The Governor of the Bank of Italy at the ABI's annual meeting: "There can be no lasting recovery in the absence of sufficient financial support for businesses" - "Loans -5% between April and May, bad debt rate in the first quarter to 4,5%” – “Not always well-motivated international analysts' opinions” – “2013 GDP almost -2%”.

Visco to bankers: "No recovery without business credit"

“The Italian economy is still in a difficult transition. Successfully overcoming it requires everyone's commitment and the banking system must play its part. There can be no lasting recovery without sufficient financial support for businesses”. This was stated by the governor of the Bank of Italy, Ignazio Visco, speaking at the annual meeting of the Abi.

The contraction in loans to businesses "accelerated in the first half of this year, exceeding 5% on an annual basis in the three months ending in May – continued the Governor -. The unfavorable cyclical phase compresses the demand for credit and accentuates the difficulties of debtors in repaying loans: in the first quarter the non-performing rate of corporate loans stood at around 4,5%, a high value in historical comparison. Other non-performing loans are also booming”.

Furthermore, the tensions in the credit market, according to Visco, “are expected to continue in the coming months. The increase in risks weighs on the supply policies of the banks, slowing down the disbursement of loans and raising their cost. Signals to this effect come from surveys conducted both at banks and at businesses. Past evidence indicates that the deterioration in credit quality tends to continue after the onset of the cyclical recovery”.
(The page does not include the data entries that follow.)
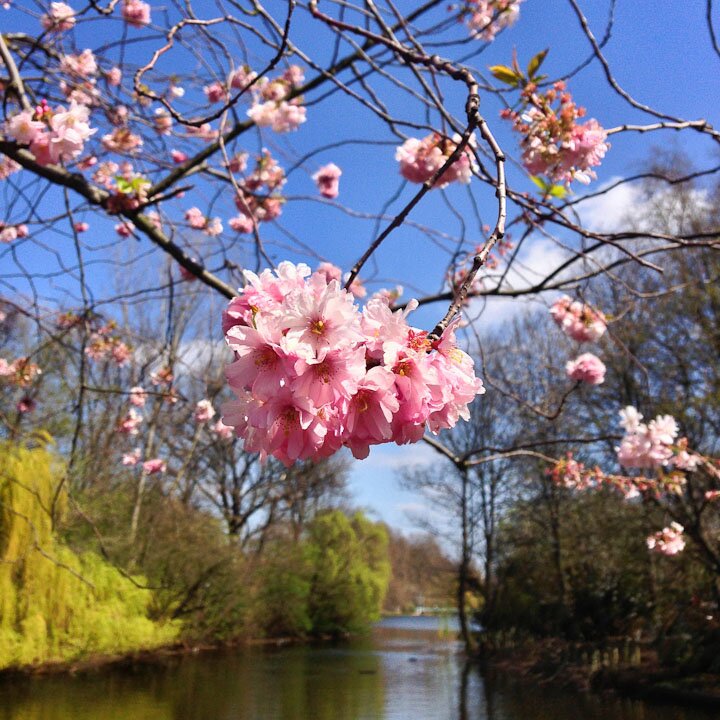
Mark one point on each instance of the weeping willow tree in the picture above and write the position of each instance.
(56, 604)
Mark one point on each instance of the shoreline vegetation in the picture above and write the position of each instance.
(557, 663)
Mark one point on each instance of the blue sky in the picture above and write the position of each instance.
(660, 52)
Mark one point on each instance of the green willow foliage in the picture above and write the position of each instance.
(55, 604)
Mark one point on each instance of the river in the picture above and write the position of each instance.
(407, 669)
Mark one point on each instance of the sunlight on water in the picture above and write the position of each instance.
(409, 669)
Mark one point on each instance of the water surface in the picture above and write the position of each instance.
(407, 669)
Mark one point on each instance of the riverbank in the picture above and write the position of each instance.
(147, 657)
(552, 663)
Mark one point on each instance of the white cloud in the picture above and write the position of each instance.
(398, 457)
(540, 257)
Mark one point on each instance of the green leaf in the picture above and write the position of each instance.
(505, 74)
(536, 62)
(558, 191)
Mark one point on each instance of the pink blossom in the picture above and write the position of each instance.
(327, 179)
(241, 78)
(587, 368)
(646, 446)
(204, 132)
(136, 13)
(70, 131)
(26, 404)
(579, 321)
(114, 76)
(204, 412)
(162, 121)
(486, 18)
(570, 474)
(120, 353)
(370, 412)
(215, 92)
(281, 116)
(138, 396)
(311, 373)
(82, 65)
(162, 377)
(7, 167)
(20, 371)
(8, 233)
(121, 140)
(554, 143)
(129, 424)
(242, 223)
(23, 129)
(125, 228)
(195, 218)
(421, 159)
(132, 458)
(60, 18)
(668, 541)
(154, 466)
(294, 75)
(221, 430)
(213, 227)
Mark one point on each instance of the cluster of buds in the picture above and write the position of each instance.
(421, 159)
(272, 105)
(259, 199)
(52, 136)
(20, 372)
(103, 345)
(486, 18)
(668, 541)
(554, 144)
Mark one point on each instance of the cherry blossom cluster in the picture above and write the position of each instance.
(9, 233)
(313, 373)
(272, 105)
(570, 474)
(577, 320)
(668, 541)
(20, 372)
(586, 368)
(259, 199)
(197, 220)
(582, 323)
(60, 18)
(486, 18)
(421, 159)
(554, 143)
(136, 13)
(52, 136)
(653, 445)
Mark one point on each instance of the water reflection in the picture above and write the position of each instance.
(409, 669)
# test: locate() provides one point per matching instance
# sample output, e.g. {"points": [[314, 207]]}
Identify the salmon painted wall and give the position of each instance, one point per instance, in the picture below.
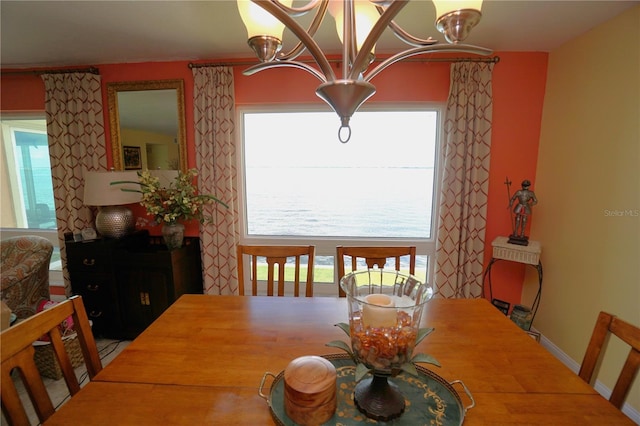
{"points": [[518, 90]]}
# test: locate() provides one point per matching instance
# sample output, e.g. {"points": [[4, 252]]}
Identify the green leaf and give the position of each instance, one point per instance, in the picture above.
{"points": [[409, 368], [340, 345], [344, 327], [426, 359], [361, 371], [422, 333]]}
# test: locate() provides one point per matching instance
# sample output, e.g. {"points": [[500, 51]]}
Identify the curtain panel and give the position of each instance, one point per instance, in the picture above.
{"points": [[463, 200], [214, 121], [75, 130]]}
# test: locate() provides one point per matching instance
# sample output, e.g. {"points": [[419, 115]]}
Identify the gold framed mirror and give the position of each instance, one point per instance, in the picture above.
{"points": [[147, 125]]}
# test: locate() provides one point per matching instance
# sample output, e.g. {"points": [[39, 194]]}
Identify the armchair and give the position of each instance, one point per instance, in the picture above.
{"points": [[24, 272]]}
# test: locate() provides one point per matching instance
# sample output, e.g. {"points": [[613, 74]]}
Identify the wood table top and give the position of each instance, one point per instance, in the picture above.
{"points": [[203, 360]]}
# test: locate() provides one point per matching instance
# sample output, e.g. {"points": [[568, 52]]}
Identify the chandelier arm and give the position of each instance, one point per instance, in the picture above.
{"points": [[375, 33], [455, 48], [313, 27], [282, 64], [409, 39], [299, 11], [274, 8]]}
With the recovery of the economy, however, banks will be able to go back to investing less in government bonds and supporting businesses and households more: “Exposure to the public sector has increased significantly since the beginning of last year – underlined Visco -. The high risk level of credit and the objective of expanding the collateral usable for recourse to refinancing with the central bank, as well as the high yields on government bonds contributed to this. The recovery of the economy and the return to normal conditions in the credit market will make it possible to bring fund allocation policies back in line with the pre-crisis experience and to expand credit support to households and businesses”.
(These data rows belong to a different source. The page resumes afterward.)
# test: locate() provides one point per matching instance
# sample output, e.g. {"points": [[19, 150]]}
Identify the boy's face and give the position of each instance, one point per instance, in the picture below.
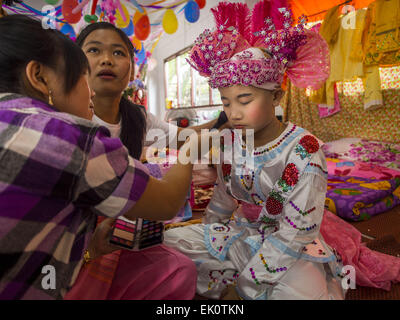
{"points": [[109, 60], [249, 107]]}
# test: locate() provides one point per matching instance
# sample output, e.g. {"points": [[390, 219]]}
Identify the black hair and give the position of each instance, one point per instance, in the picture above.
{"points": [[11, 2], [23, 39], [133, 116]]}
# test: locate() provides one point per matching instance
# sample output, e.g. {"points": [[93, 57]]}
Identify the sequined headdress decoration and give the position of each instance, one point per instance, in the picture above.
{"points": [[257, 48]]}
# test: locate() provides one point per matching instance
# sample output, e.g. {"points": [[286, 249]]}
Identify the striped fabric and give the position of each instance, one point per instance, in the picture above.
{"points": [[58, 172]]}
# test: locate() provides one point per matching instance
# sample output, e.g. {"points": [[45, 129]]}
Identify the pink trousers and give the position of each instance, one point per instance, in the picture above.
{"points": [[158, 273]]}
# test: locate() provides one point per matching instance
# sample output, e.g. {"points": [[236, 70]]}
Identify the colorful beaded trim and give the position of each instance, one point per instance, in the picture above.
{"points": [[222, 229], [254, 276], [318, 166], [290, 177], [277, 144], [274, 205], [243, 181], [306, 146], [303, 213], [271, 270], [224, 281], [301, 229]]}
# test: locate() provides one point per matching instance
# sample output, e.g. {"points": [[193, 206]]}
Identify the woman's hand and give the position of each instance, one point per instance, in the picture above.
{"points": [[229, 293], [99, 244]]}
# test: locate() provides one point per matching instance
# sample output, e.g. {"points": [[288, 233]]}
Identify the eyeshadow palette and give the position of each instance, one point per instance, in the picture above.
{"points": [[138, 234]]}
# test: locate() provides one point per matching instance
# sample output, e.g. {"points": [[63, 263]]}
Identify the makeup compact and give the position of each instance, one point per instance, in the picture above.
{"points": [[138, 234]]}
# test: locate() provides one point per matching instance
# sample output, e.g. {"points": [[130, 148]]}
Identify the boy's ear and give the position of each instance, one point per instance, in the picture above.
{"points": [[278, 94], [35, 78], [132, 73]]}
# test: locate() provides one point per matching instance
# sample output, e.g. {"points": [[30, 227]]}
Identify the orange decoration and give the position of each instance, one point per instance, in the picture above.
{"points": [[66, 9]]}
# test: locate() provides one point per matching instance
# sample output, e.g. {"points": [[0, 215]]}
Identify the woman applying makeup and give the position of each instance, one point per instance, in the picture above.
{"points": [[155, 273], [59, 171]]}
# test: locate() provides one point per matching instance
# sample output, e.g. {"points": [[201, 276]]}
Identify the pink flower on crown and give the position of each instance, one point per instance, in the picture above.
{"points": [[244, 67], [234, 78], [231, 67], [255, 68], [246, 55], [260, 79], [225, 48], [246, 80], [220, 69], [224, 82]]}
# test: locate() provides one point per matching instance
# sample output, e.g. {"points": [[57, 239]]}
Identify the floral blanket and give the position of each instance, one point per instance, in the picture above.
{"points": [[358, 190]]}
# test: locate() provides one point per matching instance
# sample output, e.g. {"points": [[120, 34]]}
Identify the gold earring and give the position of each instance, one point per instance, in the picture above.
{"points": [[50, 98]]}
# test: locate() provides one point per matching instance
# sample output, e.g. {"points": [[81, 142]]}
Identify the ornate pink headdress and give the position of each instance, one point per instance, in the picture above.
{"points": [[258, 48]]}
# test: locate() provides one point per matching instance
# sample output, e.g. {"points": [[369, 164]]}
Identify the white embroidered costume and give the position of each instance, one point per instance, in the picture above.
{"points": [[280, 255], [272, 248]]}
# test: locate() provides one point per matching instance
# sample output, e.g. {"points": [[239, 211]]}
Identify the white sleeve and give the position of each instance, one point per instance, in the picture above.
{"points": [[298, 227], [158, 128], [221, 205]]}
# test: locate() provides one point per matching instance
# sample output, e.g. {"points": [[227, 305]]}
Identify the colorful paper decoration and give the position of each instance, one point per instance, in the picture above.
{"points": [[136, 43], [192, 11], [129, 30], [170, 22], [142, 28], [122, 20], [52, 2], [67, 7], [201, 3]]}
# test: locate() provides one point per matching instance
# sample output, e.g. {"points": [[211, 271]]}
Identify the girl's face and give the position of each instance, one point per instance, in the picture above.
{"points": [[78, 101], [249, 107], [109, 61]]}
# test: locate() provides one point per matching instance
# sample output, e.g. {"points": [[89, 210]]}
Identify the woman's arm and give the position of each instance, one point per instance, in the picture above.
{"points": [[163, 198]]}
ANALYSTS FEARS NOT ALWAYS MOTIVATED

According to Visco, “the fears of international analysts about the solidity of Italian banks' balance sheets should not be underestimated, even if they are not always well motivated. Company policies aimed at containing costs, improving risk management and expanding the capital base of banks must continue". The news of a new one comes from the last few hours downgrade on Italy by Standard & Poor's.

GDP 2013 ALMOST -2%

The Italian GDP in 2013 will decrease by almost 2%, with a moderate recovery from the end of the year and weak growth in 2014, but higher than 0,5%. “In our forecasts – said the governor – which will be published in the economic bulletin in a week's time, the contraction of the product in the current year would be close to two percentage points. Economic activity should expand again at a moderate pace from the end of the year, with overall growth exceeding half a percentage point in 2014”.

In the first half of 2013, added Visco, “Italy's GDP decreased again, largely due to the fall in domestic demand. In the short term, internal demand will have to find support in the timely execution of the payment of commercial debts of public administrations”.
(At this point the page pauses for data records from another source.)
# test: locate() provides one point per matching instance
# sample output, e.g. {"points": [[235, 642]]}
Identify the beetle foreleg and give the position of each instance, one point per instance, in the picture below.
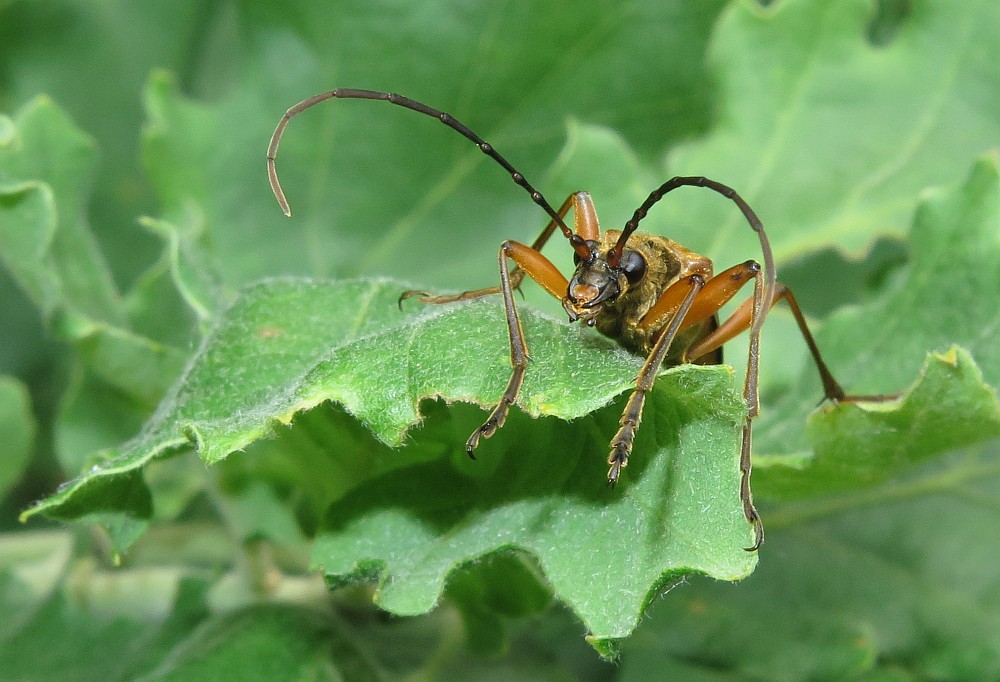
{"points": [[621, 444], [540, 269]]}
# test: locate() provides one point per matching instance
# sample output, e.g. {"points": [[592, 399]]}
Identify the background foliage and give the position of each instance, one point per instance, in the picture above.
{"points": [[150, 286]]}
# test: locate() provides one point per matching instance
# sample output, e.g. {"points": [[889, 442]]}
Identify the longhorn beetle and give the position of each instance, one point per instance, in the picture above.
{"points": [[650, 293]]}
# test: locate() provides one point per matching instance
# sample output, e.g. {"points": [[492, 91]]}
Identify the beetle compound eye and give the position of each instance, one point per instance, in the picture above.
{"points": [[593, 250], [634, 266]]}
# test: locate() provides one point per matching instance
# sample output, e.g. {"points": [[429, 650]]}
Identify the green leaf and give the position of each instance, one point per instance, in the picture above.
{"points": [[954, 247], [380, 191], [45, 168], [828, 136], [896, 583], [288, 345], [17, 424], [46, 244]]}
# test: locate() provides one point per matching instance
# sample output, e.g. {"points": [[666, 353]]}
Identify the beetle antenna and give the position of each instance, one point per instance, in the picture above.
{"points": [[485, 147], [770, 285]]}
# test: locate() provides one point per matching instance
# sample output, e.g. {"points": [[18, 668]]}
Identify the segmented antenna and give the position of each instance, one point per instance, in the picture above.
{"points": [[347, 93]]}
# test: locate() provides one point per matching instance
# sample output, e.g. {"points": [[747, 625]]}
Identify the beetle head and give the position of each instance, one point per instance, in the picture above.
{"points": [[596, 282]]}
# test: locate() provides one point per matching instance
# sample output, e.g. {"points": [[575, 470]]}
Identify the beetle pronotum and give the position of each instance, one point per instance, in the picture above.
{"points": [[650, 293]]}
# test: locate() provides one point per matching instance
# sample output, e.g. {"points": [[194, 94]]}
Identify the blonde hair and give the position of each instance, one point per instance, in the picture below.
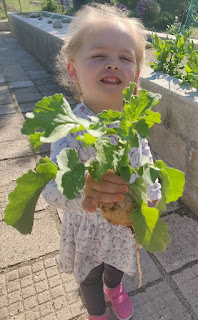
{"points": [[90, 16]]}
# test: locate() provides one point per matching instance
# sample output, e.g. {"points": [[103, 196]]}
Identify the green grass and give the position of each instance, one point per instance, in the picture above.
{"points": [[13, 5], [194, 33]]}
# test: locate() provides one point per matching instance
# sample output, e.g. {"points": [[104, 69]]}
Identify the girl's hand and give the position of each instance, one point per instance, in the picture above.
{"points": [[110, 189]]}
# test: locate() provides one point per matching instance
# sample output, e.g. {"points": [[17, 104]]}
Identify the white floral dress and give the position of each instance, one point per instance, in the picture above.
{"points": [[87, 239]]}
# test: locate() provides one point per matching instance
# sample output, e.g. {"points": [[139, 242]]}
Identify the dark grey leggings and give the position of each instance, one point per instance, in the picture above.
{"points": [[92, 287]]}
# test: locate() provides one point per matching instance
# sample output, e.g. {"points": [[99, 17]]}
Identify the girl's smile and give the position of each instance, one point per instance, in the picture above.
{"points": [[104, 66]]}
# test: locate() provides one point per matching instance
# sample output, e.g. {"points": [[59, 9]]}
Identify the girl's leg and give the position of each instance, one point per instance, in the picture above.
{"points": [[92, 291], [112, 276]]}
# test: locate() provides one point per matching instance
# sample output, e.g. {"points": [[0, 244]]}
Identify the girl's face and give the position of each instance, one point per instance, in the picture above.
{"points": [[104, 66]]}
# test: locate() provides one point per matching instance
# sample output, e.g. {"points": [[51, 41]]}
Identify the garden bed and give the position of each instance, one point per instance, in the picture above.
{"points": [[175, 140]]}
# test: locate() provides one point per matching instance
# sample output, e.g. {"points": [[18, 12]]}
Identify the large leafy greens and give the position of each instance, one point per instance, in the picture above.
{"points": [[53, 119]]}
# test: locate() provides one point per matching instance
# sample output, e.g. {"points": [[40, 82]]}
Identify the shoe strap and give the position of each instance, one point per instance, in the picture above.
{"points": [[121, 298]]}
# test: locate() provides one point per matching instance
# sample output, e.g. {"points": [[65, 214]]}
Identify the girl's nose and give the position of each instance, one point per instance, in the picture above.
{"points": [[112, 65]]}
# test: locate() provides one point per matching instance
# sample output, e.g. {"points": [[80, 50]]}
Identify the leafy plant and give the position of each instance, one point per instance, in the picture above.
{"points": [[170, 54], [49, 5], [146, 9], [55, 118], [175, 27]]}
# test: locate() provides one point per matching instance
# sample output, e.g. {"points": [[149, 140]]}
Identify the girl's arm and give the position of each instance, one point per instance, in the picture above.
{"points": [[50, 193]]}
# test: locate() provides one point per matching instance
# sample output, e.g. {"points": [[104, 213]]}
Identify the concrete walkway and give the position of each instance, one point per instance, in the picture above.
{"points": [[31, 284]]}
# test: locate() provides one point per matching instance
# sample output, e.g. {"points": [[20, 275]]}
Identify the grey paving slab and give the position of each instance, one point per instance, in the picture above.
{"points": [[17, 247], [5, 98], [28, 97], [27, 106], [183, 247], [149, 273], [17, 77], [38, 291], [30, 64], [10, 127], [23, 91], [7, 108], [14, 149], [187, 282], [21, 84]]}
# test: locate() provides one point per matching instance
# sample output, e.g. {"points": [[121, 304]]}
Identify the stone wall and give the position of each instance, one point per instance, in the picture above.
{"points": [[175, 140]]}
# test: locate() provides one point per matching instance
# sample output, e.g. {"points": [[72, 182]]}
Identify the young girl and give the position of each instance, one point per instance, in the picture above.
{"points": [[102, 53]]}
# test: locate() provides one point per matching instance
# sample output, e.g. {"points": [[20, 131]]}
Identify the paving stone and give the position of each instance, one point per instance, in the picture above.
{"points": [[22, 91], [7, 124], [28, 97], [51, 262], [64, 314], [149, 273], [187, 282], [27, 106], [183, 246], [21, 84], [14, 149], [6, 99], [38, 74], [17, 77], [43, 239]]}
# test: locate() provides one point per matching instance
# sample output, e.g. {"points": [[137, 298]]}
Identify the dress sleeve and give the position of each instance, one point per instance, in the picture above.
{"points": [[50, 193]]}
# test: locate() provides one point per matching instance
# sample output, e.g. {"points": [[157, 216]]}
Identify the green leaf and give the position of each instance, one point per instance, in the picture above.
{"points": [[105, 156], [139, 189], [142, 128], [150, 232], [173, 181], [150, 174], [22, 200], [126, 172], [55, 118], [128, 92], [87, 139], [70, 178]]}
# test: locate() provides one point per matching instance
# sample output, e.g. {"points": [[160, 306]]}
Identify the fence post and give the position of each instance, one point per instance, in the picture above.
{"points": [[5, 8]]}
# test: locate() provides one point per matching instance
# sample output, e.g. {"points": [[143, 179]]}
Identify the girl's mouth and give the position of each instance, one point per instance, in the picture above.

BANKS CONTINUE TO STRENGTHEN THEIR ASSETS

The capital strengthening achieved by the banking system over the last few years “has been significant – noted the governor -. The ability to withstand adverse shocks is improved. The high-quality capital increase needed to meet the Basel III capital requirements that will be fully implemented in 3, amounting to €2019 billion at the end of 35, was reduced to less than €2010 billion in December last year ; most of the major intermediaries would already meet the new prudential standards. Nonetheless, the capital strengthening action will have to continue. If on the one hand it can mechanically reduce the return on capital, on the other it favors its stability; by increasing resilience to adverse shocks, it supports investor confidence and contains the cost of external financing”.